The energy trading firm, the Gunvor Group, is due to pay US$95 million to end an investigation by the Swiss attorney general after it admitted an ex-employee paid bribes in the Republic of Congo and Ivory Coast to secure oil deals.
It is the first time in Switzerland that a major trading firm has been found guilty of such corruption allegations, the Swiss campaign group Public Eye said. It published a probe into the agreements in 2017.
Gunvor had failed to take measures required to prevent bribery, the Attorney General’s Office said last week.
Swiss prosecutors said Gunvor at the time lacked a code of conduct, compliance or sufficient oversight. Gunvor has since built up a compliance scheme and reduced by a third the number of intermediaries and agents it uses to make agreements.
The firm, one of the world’s largest independent oil traders, will pay US$4 million and relinquish profits of about 90 million Swiss francs acquired through the deals.
A former Gunvor employee, Pascal Collard, signed a plea deal last year in which he admitted paying bribes to secure contracts. He also said management was fully aware and approved his actions, according to Swiss prosecutors.
“Warning signs had been ignored and other irregularities had occurred, including authorisation being given for a substantial number of payments to third-party offshore companies unrelated to oil activities and the backdating of supporting letters to banks,” said the Swiss prosecutor.
The unusually large penalty marks approximately 3 per cent of the company’s trading profits between 2009 and 2011 when the offences took place.
Gunvor conducts only 4 per cent of its business in Africa and has no business in the Congolese Republic.
The Swiss prosecutor said Gunvor made efforts since 2012 to improve compliance and governance practices “to prevent corruption”.

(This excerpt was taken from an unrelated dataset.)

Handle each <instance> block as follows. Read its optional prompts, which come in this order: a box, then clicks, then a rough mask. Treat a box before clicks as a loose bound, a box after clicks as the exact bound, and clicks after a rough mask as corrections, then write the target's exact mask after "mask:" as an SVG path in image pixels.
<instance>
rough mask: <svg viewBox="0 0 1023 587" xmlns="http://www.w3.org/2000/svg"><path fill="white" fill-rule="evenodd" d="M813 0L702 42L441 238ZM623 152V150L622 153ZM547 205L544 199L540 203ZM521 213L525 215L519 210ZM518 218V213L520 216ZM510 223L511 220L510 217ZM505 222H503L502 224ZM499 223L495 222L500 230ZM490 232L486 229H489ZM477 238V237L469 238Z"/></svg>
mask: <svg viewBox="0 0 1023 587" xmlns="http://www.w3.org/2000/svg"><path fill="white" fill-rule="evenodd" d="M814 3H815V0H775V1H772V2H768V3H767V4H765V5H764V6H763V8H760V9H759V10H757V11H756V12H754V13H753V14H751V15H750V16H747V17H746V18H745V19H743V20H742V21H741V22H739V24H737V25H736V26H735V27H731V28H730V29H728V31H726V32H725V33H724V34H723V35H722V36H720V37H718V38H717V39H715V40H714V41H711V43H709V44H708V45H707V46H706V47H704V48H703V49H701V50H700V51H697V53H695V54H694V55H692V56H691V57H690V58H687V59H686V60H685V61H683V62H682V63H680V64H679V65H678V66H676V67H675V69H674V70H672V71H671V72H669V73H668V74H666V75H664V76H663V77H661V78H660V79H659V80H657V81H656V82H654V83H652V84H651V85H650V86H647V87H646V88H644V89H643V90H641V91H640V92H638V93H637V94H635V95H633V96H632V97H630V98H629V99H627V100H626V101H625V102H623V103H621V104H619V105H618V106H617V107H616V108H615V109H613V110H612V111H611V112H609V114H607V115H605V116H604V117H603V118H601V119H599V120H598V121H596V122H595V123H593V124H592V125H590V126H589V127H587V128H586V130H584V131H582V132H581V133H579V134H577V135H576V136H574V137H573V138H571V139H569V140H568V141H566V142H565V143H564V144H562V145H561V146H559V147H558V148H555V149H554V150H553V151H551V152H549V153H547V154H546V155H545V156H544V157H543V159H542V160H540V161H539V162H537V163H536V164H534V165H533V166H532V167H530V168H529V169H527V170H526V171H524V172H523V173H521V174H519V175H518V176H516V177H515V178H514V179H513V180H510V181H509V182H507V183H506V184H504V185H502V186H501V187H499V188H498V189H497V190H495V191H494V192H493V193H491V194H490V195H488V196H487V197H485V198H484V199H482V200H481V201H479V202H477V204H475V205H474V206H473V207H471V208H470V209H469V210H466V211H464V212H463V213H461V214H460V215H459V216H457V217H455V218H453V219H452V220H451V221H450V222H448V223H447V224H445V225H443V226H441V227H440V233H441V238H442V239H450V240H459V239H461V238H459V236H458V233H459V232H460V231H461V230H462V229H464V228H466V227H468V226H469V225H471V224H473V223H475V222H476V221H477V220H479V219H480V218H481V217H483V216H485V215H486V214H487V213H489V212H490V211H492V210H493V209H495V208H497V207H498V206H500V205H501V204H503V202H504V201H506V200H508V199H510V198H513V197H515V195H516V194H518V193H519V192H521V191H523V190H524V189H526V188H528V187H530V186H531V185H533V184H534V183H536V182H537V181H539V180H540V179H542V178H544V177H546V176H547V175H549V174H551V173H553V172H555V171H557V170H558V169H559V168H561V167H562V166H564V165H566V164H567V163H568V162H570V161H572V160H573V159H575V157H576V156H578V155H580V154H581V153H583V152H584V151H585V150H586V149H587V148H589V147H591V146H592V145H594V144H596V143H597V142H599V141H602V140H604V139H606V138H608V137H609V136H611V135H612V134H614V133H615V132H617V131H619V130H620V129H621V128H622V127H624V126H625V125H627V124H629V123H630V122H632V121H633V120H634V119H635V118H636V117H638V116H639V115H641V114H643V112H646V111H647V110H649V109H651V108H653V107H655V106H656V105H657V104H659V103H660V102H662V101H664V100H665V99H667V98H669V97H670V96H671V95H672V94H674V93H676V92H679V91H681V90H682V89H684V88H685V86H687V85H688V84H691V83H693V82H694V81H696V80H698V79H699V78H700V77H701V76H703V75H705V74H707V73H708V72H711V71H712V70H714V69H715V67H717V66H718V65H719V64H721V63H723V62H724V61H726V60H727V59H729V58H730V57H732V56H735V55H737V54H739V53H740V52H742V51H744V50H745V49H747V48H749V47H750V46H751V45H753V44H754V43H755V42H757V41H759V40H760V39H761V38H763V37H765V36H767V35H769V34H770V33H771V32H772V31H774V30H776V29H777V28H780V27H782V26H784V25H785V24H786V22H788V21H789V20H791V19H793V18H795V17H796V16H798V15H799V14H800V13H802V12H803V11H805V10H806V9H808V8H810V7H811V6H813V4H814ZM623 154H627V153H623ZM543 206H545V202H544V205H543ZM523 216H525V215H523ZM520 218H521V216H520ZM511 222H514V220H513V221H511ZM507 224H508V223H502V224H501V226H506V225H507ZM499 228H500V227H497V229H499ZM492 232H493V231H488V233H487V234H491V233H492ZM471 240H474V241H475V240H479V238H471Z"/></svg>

The Swiss investigation entered on how consultants hired by Gunvor transferred a slice of their fees to foreign government staff to secure a deal for the energy trading house, prosecutors said. Similar offenders had been committed in the Ivory Coast, the prosecutor said.
Gunvor added that no current employees or branch of the group was involved in any litigation or investigations.
“Gunvor maintains that there was absolutely no conscious or desired involvement of employees or members of management in these activities,” the firm announced. “No current employees or businesses of Gunvor Group are involved in any related ongoing litigation or investigations.”